Он замолчал. Память была физическим процессом — он знал это. Нейроны в гиппокампе формировали устойчивые связи. Белки в синапсах перестраивались. Но ощущение от воспоминания было не физическим. Оно было тем, что физики называют «нелокальным» — не имеющим определенного места в пространстве и времени, существующим везде и сразу.
— И что случилось? — спросил Валентин Степанович.
— То, что всегда случается, — ответил Арсений. — Я был молодым идиотом. Я думал, что любовь можно описать уравнениями. Я думал, что если я пойму, как она устроена, я смогу ею управлять. Я писал формулы на салфетках в кафе, на полях ее конспектов, на ее руке, когда мы лежали в обнимку. Она смеялась. Она говорила, что я пытаюсь разобрать на части то, что не разбирается. Я не слушал.
— А потом?
— Потом я написал диплом. Потом я уехал в аспирантуру в другой город. Потом я сказал ей, что мне нужно сосредоточиться на работе, что я позвоню, что я вернусь. Я не позвонил. Я не вернулся.

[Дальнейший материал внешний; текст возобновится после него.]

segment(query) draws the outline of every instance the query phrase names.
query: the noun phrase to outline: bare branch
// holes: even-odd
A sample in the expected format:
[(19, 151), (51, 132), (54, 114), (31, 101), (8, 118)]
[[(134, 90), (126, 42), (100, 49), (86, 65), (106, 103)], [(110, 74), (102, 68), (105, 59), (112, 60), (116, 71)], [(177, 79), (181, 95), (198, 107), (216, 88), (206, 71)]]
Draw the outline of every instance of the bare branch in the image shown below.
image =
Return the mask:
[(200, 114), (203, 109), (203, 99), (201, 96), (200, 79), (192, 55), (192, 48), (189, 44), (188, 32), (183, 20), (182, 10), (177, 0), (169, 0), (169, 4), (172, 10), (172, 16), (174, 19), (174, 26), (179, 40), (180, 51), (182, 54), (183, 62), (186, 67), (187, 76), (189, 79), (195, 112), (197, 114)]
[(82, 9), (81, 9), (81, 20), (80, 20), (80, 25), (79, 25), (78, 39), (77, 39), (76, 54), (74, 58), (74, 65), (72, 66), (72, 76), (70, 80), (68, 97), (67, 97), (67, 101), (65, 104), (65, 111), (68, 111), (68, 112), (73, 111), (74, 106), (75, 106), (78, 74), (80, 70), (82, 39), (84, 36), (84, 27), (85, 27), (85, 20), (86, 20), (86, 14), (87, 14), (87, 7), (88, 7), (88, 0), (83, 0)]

Табурет под ним снова начал медленно вращаться. Арсений позволил этому движению продолжаться — круг за кругом, как электрон на орбите, который не может упасть на ядро, потому что у него нет для этого причин.
— И ты решил создать ее заново? — спросил Валентин Степанович. — В уравнениях? В атомах?
— Я решил понять, — сказал Арсений. — Что такое чувство с точки зрения физики. Не химии. Не биологии. А фундаментальной физики. Я хотел найти в уравнениях квантовой механики то место, где появляется любовь. Или тоска. Или страх. Я думал, что если я найду это место, я смогу… Я не знаю. Вернуть?
В зеленом свете лицо Валентина Степановича казалось маской античного философа — измученного знанием, которое нельзя передать словами.
— А что, если любовь — это просто декогеренция? — сказал он. — Что, если она появляется только тогда, когда когерентность разрушается? Что, если мы любим не потому, что наши состояния согласованы, а потому, что они распадаются, сталкиваются, теряют себя друг в друге?
Арсений посмотрел на него. Эта мысль приходила ему в голову много раз, но он никогда не формулировал ее так точно.
— Тогда наша установка — это не создание чувства, — сказал он. — Это его отрицание. Мы создаем идеальную когерентность, идеальную согласованность, идеальную гармонию. А чувство рождается только тогда, когда гармония нарушается.
— И что мы тогда создали? — спросил Валентин Степанович.
Арсений не успел ответить. Потому что в этот момент установка издала звук.